Solution: Take responsibility to clean up your side of the street. Look at all of the areas where you are saying or desiring one thing and then your actions are creating another. This requires some hard honesty at times. If you have one foot in and one foot out in case things don't work out, consider, who would you be if you had two feet fully in for the next six months? How can you make quality time with your partner a nonnegotiable and get honest with yourself about what are true work obligations and when you may be armoring yourself from deeper intimacy? Stop contact with the ex that just boosts your ego by deleting their messages and blocking their number. It's time to close that door.
3. You catch every single mistake your partner makes.
You notice the little things like how your partner didn't take out the trash again. Or how they forgot to message you during a break at work. You've had conversations about what you need, and you keep picking apart every moment they make a mistake. You have high standards that are hard for even you to meet, and you find yourself feeling constantly disappointed. It's like death by paper cut in your mind as you catch every tiny misstep along the way.
Solution: Focus on what is important and recognize what is going right. No one is perfect, and people will make mistakes. The question is, what are the deal-breakers for you? What are you willing to tolerate, and what are you not willing to tolerate? Get clear on the lines in your mind so you focus any feedback on the areas that actually feel most important—not every misstep along the way.
After getting clear on what is important, notice: What is going right in your relationship? Acknowledge your partner more verbally for all the bright moments. Maybe even take up a daily practice of ending your day telling each other one thing they did during the day you are grateful for.

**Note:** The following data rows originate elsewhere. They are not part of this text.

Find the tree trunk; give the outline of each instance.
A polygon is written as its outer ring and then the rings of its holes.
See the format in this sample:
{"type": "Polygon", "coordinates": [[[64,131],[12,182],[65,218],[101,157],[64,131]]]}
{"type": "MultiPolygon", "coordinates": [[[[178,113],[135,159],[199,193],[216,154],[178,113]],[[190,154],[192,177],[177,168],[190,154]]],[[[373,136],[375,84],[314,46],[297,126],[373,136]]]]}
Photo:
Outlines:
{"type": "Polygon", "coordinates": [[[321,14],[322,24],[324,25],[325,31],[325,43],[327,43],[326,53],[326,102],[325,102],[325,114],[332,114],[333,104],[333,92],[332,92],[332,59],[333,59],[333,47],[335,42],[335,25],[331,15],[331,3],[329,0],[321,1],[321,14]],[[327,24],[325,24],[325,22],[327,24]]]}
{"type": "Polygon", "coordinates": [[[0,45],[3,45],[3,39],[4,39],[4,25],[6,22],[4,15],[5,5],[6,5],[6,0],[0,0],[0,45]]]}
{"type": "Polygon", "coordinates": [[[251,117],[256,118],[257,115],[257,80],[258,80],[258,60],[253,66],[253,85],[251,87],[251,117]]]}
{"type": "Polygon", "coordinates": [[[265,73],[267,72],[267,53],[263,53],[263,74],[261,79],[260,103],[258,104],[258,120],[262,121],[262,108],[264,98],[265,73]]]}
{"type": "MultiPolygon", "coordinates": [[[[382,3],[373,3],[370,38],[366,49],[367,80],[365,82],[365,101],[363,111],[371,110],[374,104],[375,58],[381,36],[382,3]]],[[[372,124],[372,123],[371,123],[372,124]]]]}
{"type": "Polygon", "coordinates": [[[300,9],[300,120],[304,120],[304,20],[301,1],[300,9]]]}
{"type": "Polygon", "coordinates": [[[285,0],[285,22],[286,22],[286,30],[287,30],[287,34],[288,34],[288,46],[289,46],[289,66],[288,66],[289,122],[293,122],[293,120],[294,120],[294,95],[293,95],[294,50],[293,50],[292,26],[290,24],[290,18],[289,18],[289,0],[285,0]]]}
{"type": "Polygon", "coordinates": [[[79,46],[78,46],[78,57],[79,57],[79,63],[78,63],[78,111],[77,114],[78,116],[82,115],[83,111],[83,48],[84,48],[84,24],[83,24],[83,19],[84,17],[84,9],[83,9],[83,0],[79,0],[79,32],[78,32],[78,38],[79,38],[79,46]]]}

Releasing the influence our shadow has over us and our relationship starts by being honest with ourselves by realizing how it may be sabotaging the love we desire. Rather than avoiding your quirks, faults, and not-so-great parts of your character, learn to lovingly turn toward them, get curious, and consider how you can think, act, and choose in more alignment with what you consciously want. Over time, you can release the unhealthy patterns that keep repeating and block you and your partner from deepening your connection, commitment, and emotional intimacy.